Shay looked at her dubiously. The woman knew that Callie was clinging to a desperate hope, one which would paint Alex in a better light. And Callie
knew that such hope was never something which rational people relied on. But she felt too jittery to think rationally; the hard picture which Serena had drawn haunted her. And those words that she’d said—“You leave when you don’t like what you see”—those were really beginning to piss her off.

             
Shay left her on Alex’s doorstep. She offered to wait, to bring Callie home, but Callie shook her head. Shay had already waited around long enough for one day. And besides, whatever Alex had to say, she didn’t want him editing himself for Shay’s sake. So she told the Healer that she’d have Alex take her home later, that she should go back to the cottage by herself.

             
“Alex?” Callie asked, walking into his cottage.
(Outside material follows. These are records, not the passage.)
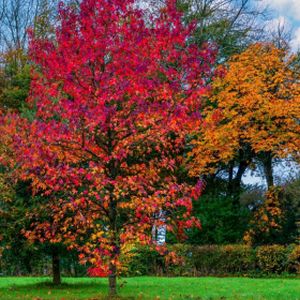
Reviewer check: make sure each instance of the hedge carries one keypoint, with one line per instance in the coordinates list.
(217, 260)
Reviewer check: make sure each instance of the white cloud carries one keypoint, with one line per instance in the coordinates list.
(287, 7)
(281, 21)
(295, 42)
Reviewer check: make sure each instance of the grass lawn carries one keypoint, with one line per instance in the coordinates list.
(151, 288)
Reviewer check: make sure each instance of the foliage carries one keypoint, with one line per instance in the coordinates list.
(217, 260)
(272, 258)
(267, 221)
(221, 222)
(114, 103)
(256, 106)
(14, 79)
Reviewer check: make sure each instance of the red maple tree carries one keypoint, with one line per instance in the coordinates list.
(114, 99)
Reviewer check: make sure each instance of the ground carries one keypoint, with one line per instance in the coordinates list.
(185, 288)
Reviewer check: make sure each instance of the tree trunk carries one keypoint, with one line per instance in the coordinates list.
(268, 169)
(56, 266)
(112, 280)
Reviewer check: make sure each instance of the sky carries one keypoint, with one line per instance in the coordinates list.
(287, 12)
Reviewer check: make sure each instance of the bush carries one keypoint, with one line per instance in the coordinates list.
(217, 260)
(272, 259)
(294, 259)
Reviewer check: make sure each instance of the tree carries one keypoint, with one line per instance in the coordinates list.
(114, 99)
(253, 112)
(231, 24)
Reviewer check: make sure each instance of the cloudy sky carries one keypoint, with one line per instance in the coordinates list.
(288, 12)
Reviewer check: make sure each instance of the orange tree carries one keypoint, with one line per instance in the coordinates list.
(252, 112)
(115, 99)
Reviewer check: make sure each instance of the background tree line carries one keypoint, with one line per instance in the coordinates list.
(228, 147)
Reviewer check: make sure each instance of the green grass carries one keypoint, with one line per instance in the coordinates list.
(151, 288)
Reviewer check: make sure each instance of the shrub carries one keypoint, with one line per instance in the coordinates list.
(294, 259)
(217, 260)
(272, 258)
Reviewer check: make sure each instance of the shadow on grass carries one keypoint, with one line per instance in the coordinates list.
(44, 287)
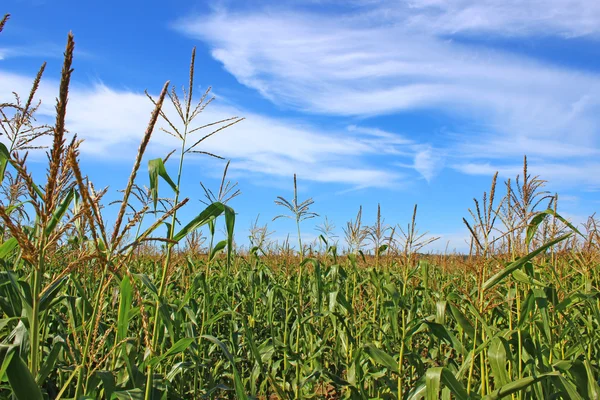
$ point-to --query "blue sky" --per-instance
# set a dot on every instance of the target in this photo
(368, 101)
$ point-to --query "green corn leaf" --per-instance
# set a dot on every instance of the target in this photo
(462, 320)
(21, 381)
(7, 248)
(434, 377)
(180, 346)
(518, 385)
(145, 279)
(498, 277)
(60, 212)
(382, 358)
(126, 298)
(4, 158)
(50, 361)
(156, 168)
(539, 218)
(498, 355)
(133, 394)
(237, 379)
(218, 247)
(51, 292)
(210, 213)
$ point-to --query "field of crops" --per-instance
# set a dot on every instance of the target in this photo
(139, 307)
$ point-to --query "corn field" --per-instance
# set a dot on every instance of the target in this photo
(141, 308)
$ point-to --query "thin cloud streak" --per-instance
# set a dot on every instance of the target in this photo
(111, 122)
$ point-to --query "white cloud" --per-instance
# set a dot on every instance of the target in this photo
(567, 18)
(112, 122)
(563, 174)
(385, 58)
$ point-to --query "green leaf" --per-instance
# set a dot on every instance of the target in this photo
(50, 293)
(230, 223)
(126, 298)
(180, 346)
(21, 381)
(382, 358)
(433, 379)
(4, 157)
(497, 353)
(156, 168)
(498, 277)
(133, 394)
(218, 247)
(210, 213)
(60, 212)
(8, 247)
(148, 283)
(540, 217)
(462, 320)
(50, 362)
(518, 385)
(237, 379)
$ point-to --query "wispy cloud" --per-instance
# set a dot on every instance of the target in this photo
(379, 57)
(112, 121)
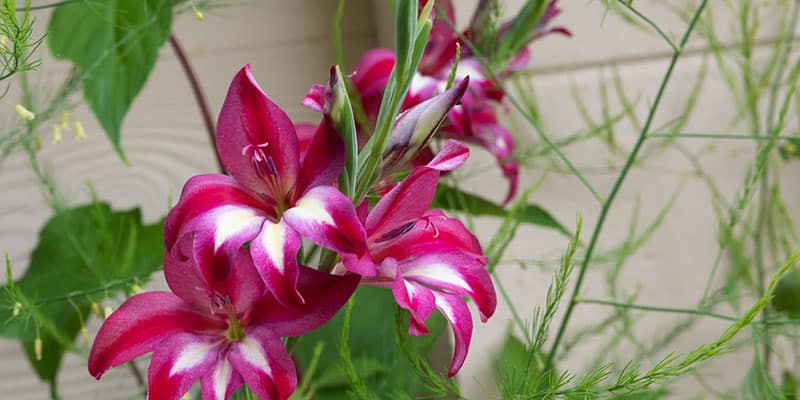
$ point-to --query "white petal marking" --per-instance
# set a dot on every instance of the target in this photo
(191, 356)
(314, 209)
(439, 272)
(253, 353)
(222, 376)
(273, 239)
(230, 220)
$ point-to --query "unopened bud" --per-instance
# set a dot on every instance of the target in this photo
(23, 112)
(56, 134)
(37, 348)
(80, 134)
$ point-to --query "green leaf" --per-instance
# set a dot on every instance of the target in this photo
(758, 385)
(450, 198)
(84, 255)
(521, 29)
(376, 357)
(114, 43)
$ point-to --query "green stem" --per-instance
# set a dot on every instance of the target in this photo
(615, 189)
(735, 136)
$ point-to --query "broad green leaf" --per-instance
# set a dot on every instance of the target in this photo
(376, 357)
(450, 198)
(114, 44)
(84, 255)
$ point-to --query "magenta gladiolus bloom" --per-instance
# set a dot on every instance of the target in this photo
(278, 192)
(475, 119)
(219, 325)
(429, 260)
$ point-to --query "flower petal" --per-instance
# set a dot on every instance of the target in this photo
(409, 200)
(418, 300)
(140, 324)
(219, 211)
(455, 311)
(324, 160)
(264, 364)
(221, 381)
(249, 121)
(326, 217)
(324, 295)
(178, 362)
(274, 253)
(457, 272)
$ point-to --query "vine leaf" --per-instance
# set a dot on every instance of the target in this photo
(114, 44)
(79, 250)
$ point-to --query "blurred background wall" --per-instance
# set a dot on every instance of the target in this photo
(288, 44)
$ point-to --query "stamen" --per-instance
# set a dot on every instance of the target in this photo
(394, 233)
(262, 163)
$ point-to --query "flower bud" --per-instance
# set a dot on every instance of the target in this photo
(23, 112)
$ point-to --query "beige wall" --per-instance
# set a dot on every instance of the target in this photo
(288, 44)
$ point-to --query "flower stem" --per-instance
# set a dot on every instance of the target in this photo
(617, 185)
(199, 96)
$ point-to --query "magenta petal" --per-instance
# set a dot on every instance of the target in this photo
(274, 253)
(178, 362)
(324, 160)
(140, 324)
(452, 155)
(255, 135)
(326, 217)
(221, 381)
(408, 201)
(456, 272)
(315, 98)
(324, 295)
(217, 206)
(262, 361)
(455, 311)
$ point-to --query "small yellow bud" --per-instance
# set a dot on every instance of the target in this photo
(37, 348)
(96, 310)
(65, 120)
(56, 134)
(85, 335)
(80, 134)
(23, 112)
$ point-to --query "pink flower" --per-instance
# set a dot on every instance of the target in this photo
(429, 260)
(218, 325)
(474, 120)
(279, 191)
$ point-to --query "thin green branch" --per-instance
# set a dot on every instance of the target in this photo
(735, 136)
(617, 185)
(652, 24)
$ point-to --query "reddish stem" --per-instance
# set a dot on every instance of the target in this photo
(199, 96)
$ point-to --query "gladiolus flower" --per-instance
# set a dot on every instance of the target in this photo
(278, 192)
(218, 325)
(429, 260)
She’d been surprised on the way to his house; it wasn’t all that far from Shay’s. From what Callie could tell, based on the map of the forest she’d drawn up in her mind’s eye, Alex’s house was only a little north from Shay’s house. It was right between the Healer’s cottage and Emeric’s.

             
But now, as Callie stepped into the living room, she was even more surprised to see the inside. She paused for a moment, her anger masked by shock. She didn’t know what she had expected—animal rugs, maybe. Or movie posters. Magazines peeking out from underneath the couch. But this was nothing like she could have guessed; it was spacious and comfortable. The far wall, instead of being made up of wooden planks interrupted by the meager square of a window, was almost not a wall at all. Huge French doors dominated, at least six of them lining the entire expanse, which were now pushed outwards. The open doors led out to a long, narrow wooden deck, unfenced by rails, which wrapped around the back of the house. The breeze drifting in through the doors caused the gauzy floor-length curtains to ripple and sway in ribbons of white mesh, catching Callie in their hypnotic flow. As the sun set to the west, the orange lighting which filtered into the room flooded the space in a cozy afternoon glow.

             
Further to the right, where the doors ended, the adjacent wooden wall led into a kitchen made up of warm amber tints and mahogany accents, the cabinets built of puckering coral glass, the counters of rich marble. The stools on the near side of the counter were crafted of dark cherry wood. Everything gleamed and shone, organized and clean and inviting.

             
Closer to Callie, the living room caught her attention. The hardwood floor posed as a thick frame around the smooth cream carpet, below the low-seated glass coffee table. Around the coffee table sat a black suede three-piece sofa, which formed a semi-circle that opened to face the fireplace. The mantle itself was constructed of artfully cracked pale brick, the black scroll hearth screen below curling up towards it.

             
There were no pictures on the walls, no plants blooming from the corners. The entire room was set up to make one feel comfortable; it was clean and well-kept. But there was no life to it. It was a picture of perfection, belonging to magazines and movie sets. It wasn’t a home.

             
Callie shook her head, ridding herself of the surprised sensation. “Alex!” she called again, taking another step into the house.